The following four projects are recipients of the Project of the Year award:

·      Tiny House: Mobile Energy Education Center.  Project of Civic Works, Baltimore, MD: Corpsmembers constructed a mobile “tiny house” to be used to educate the community about energy-saving practices.

·      Faces of Tomorrow. Project of Conservation Corps Minnesota and Iowa, St Paul, MN: The Corps provided mentoring and intensive job training to youth from demographic groups that are underrepresented in natural resource management fields.

·      HOPE Crew – Gateway National Recreation Area. Project of New Jersey Youth Corps of Phillipsburg, Phillipsburg, NJ: Corpsmembers learned historic preservation techniques and restored a National Park Service building that had been severely damaged by Hurricane Sandy.

·      Bike Crew. Project of Utah Conservation Corps, Salt Lake City, UT: To reduce their carbon footprint, the crew used cargo bikes to travel between project sites and transport materials.


The following two Corps leaders are recipients of the Legacy Achievement award:

·      Len Price, Conservation Corps Minnesota & Iowa: Before becoming Executive Director of CCMI in 2005, Len previously served as a Board Member for the Corps and acted as one of the program’s strongest supporters during his years of service as a member of the state legislature.

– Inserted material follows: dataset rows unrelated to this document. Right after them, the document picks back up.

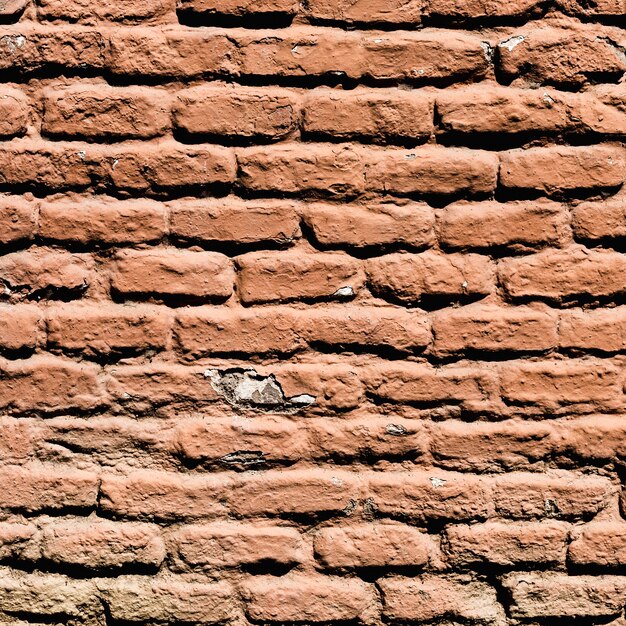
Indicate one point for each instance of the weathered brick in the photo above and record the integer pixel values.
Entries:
(554, 383)
(563, 169)
(512, 224)
(564, 274)
(87, 221)
(104, 330)
(102, 113)
(372, 545)
(17, 219)
(20, 327)
(102, 544)
(31, 488)
(599, 220)
(272, 277)
(557, 494)
(14, 112)
(381, 115)
(538, 594)
(423, 496)
(233, 221)
(261, 114)
(232, 545)
(506, 544)
(493, 328)
(372, 224)
(432, 171)
(165, 600)
(49, 384)
(411, 278)
(308, 597)
(565, 57)
(88, 12)
(428, 598)
(173, 273)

Len was a classroom teacher for 34 years.

·      Dwight Washabaugh, Sacramento Regional Conservation Corps: Dwight has served as Executive Director of SRCC since 1994 when he helped save the program from losing its funding. Over the years he has helped grow the program to offer a high school diploma/GED program and serve thousands of youth.
The winners of all 3 awards will be honored at a ceremony on February 10th on Capitol Hill in Washington, DC as part of The Corps Network’s 2016 national conference, “The Legacy Continues.”  For more information about the conference, please visit


About The Corps Network

The Corps Network provides strategic leadership and support to over 120 of America’s Service and Conservation Corps. Through advocacy, access to funding opportunities and expert guidance, The Corps Network annually enables over 23,000 Corpsmembers, ages 16-25, to strengthen communities, improve the environment and transform their lives through service.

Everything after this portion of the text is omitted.